I miss the survival horror genre. Once upon a time, no console worth its salt would be seen dead without a clutch of survival horror titles to its name, but nowadays they’re as rare as praiseworthy tweets about Konami. I remember happily spending hours watching my housemate Ian complete Resident Evil 2 while I was at university – watching, not even playing. That’s probably a good indication of how much of my time was wasted at university, but it’s also a good indicator of how fascinating these games are to watch. It’s the tension that makes it interesting, the dread of being low on ammo and not knowing what lies around the next corner.
After playing through ZombiU – essentially a first-person survival horror game – I realised there’s a massive survival-horror-shaped hole in my life. Since Resident Evil headed off to reinvent itself as a brodude shooter, there’s been a noticeable lack of traditional survival horror games around, so I was suitably excited about the launch of Project Zero: Maiden of Black Water.
From the general buzz about the game, it seems that it’s not the best in the Project Zero series (it’s game number five), but it was the first Project Zero game I’ve played and I have to say I thoroughly enjoyed it. At first, anyway. But more on that in a minute.
For a start, the graphics are superb – I loved the beautifully drawn backgrounds, featuring suitably grotty and dank Japanese shrines, and the character models are superb. Plus the plot is brilliantly eerie – the full horror that’s been unfolding on the mountain is revealed slowly, with many a gruesome turn. Sadly, the dialogue is very much in keeping with that of traditional survival horror games – i.e. it’s not very good. We don’t quite reach the ‘Jill sandwich’ level, but the option to switch from English audio to Japanese was a welcome one.
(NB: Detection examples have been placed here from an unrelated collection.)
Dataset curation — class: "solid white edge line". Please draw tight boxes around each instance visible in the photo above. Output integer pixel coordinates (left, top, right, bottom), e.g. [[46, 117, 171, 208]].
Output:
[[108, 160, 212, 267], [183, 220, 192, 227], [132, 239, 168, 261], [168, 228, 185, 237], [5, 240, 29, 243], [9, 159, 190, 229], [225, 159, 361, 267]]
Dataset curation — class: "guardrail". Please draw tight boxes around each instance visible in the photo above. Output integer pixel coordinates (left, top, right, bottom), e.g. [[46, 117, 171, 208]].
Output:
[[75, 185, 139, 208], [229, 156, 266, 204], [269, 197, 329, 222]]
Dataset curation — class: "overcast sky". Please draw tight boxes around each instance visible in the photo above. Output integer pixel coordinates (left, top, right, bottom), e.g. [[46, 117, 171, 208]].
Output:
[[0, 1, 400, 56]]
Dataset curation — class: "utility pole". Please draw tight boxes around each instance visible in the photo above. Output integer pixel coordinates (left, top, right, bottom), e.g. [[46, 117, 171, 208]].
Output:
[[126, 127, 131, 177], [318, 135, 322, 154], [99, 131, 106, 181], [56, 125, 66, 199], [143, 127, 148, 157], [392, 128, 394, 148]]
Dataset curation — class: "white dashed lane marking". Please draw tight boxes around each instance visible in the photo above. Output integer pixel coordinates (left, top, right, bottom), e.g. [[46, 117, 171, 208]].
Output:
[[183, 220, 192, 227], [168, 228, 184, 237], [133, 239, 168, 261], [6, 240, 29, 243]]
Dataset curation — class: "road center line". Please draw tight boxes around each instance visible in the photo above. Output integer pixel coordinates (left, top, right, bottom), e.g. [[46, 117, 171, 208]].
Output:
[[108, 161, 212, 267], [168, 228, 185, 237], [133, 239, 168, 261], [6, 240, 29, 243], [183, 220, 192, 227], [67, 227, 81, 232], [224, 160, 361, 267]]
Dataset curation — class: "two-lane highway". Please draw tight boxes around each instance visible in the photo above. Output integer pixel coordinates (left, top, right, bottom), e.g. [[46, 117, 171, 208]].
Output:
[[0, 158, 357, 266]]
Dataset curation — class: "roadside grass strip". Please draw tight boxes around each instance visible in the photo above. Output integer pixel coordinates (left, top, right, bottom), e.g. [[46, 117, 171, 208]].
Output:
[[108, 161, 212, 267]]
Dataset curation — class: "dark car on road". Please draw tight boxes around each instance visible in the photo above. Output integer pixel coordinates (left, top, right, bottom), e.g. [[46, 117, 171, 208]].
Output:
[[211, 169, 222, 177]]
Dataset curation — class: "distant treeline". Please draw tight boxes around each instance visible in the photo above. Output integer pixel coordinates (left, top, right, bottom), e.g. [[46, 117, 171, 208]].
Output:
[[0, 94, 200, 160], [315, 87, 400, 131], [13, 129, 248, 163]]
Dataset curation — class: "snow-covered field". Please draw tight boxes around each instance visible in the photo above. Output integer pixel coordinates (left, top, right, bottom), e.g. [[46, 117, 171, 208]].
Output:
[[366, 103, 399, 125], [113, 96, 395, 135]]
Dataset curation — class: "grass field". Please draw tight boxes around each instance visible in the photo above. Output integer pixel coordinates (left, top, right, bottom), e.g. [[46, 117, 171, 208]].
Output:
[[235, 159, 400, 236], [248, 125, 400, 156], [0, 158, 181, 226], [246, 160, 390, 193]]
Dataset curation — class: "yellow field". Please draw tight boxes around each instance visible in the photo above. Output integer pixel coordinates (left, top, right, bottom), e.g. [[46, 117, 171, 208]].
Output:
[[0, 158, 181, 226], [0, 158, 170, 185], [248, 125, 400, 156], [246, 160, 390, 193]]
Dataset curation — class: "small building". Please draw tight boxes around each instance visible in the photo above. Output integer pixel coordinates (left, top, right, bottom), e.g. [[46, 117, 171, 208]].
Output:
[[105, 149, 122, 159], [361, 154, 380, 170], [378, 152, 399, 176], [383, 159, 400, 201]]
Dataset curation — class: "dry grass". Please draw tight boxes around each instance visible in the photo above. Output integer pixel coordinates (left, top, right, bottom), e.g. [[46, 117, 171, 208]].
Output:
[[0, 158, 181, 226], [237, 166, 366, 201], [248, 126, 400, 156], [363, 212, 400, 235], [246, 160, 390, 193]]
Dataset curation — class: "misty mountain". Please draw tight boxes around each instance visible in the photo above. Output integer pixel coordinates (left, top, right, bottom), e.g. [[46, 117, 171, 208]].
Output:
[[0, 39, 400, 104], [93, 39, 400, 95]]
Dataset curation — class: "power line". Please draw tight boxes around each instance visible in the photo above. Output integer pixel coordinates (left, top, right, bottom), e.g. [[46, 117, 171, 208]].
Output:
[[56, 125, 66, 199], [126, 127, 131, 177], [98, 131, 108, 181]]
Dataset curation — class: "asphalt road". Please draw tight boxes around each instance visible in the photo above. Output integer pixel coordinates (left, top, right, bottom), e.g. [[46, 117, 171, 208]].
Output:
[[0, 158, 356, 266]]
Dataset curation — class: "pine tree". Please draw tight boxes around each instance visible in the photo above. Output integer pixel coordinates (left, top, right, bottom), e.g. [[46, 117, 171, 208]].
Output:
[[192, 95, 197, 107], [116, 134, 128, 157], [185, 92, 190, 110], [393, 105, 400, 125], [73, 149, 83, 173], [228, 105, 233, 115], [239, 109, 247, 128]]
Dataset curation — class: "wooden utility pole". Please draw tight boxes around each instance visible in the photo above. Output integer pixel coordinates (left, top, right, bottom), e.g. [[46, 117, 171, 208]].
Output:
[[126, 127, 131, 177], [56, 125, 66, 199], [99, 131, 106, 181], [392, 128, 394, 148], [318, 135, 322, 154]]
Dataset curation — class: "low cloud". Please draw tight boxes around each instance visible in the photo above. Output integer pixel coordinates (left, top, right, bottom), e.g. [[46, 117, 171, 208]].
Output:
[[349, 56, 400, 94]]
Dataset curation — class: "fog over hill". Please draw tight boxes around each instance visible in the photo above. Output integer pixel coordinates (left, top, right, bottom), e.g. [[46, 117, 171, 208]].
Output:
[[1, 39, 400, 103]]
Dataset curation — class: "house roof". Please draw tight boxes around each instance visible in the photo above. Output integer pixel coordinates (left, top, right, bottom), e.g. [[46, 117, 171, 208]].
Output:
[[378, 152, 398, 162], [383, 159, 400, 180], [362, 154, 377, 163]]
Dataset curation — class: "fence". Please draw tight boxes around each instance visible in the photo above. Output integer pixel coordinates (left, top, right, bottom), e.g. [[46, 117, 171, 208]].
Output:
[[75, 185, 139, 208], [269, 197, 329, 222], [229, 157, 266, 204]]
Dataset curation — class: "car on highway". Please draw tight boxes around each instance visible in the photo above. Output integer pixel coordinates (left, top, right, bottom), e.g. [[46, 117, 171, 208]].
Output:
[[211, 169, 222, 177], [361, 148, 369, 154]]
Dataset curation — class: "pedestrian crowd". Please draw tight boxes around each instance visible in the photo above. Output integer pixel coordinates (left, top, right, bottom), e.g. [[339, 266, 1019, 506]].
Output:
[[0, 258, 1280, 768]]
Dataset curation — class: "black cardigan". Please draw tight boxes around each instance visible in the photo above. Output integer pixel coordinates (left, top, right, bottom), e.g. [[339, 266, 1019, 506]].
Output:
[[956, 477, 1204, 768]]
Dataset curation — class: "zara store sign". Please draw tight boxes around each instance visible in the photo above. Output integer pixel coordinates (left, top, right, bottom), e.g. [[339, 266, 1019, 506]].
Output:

The start of the game is excellently scary, as all sorts of horrid-looking ghosts leap out on you from all angles while you do your best to bat them away. But unfortunately we end up seeing the same old spirits a bit too often, and they gradually lose their power to scare as you encounter them again and again. Not only that, it’s pretty easy to avoid their attacks once you’ve mastered the ‘dodge’ button, so by the end, each encounter felt more like a slow dance than a battle to the death. The sheer number of shots needed to down a ghost is also a bit of a bind – it strikes me that a much better idea would be to have much quicker, deadlier ghosts that only need one shot to ‘kill’. This would have made for a much more tense game, forcing you to be wary as you explore but also quick off the draw.
Repetition is what sucks the life out of the game in the end. For example, there’s a great sequence where you flick between security cameras to keep an eye on your slumbering companions and then head off to attack any ghosts that show up (complete with scary static and ghosts suddenly appearing in front of the camera). But later on this idea is recycled again almost verbatim, which rather takes the shine off the concept.
Similarly, there’s rampant reuse of locations – we’re not quite talking the police station in Resident Evil 2 here, but it does begin to get a little wearisome towards the end when you’re stumbling through the same old places. More importantly, the reasons for revisiting the mountain begin to border on the absurd. The three main characters all have to venture onto the peak to rescue (and sometimes re-rescue) various people as the game goes on, and by about the sixth time they’ve been up and down the mountain it starts to get a bit ludicrous. Rather than all staying up there until their business is done, they keep jogging back home for a snooze at the end of each episode. And then the next morning they head back under some flimsy pretext, despite having encountered dozens of horrific, blood-sucking ghosts the day before. Either the characters are all eternal optimists or they’re enormous gluttons for punishment – it would make more sense if there was some sort of evil force that trapped them on the mountain.
I enjoyed the game whole-heartedly until about two-thirds of the way through, but by that point the repetition became a bit wearing – and the extra mission at the end featuring Ayane from Dead or Alive was pointless fluff. There’s a great game here, but it’s stretched a bit too thin – it’s still good, but if it was half the length it would have been far punchier and more memorable.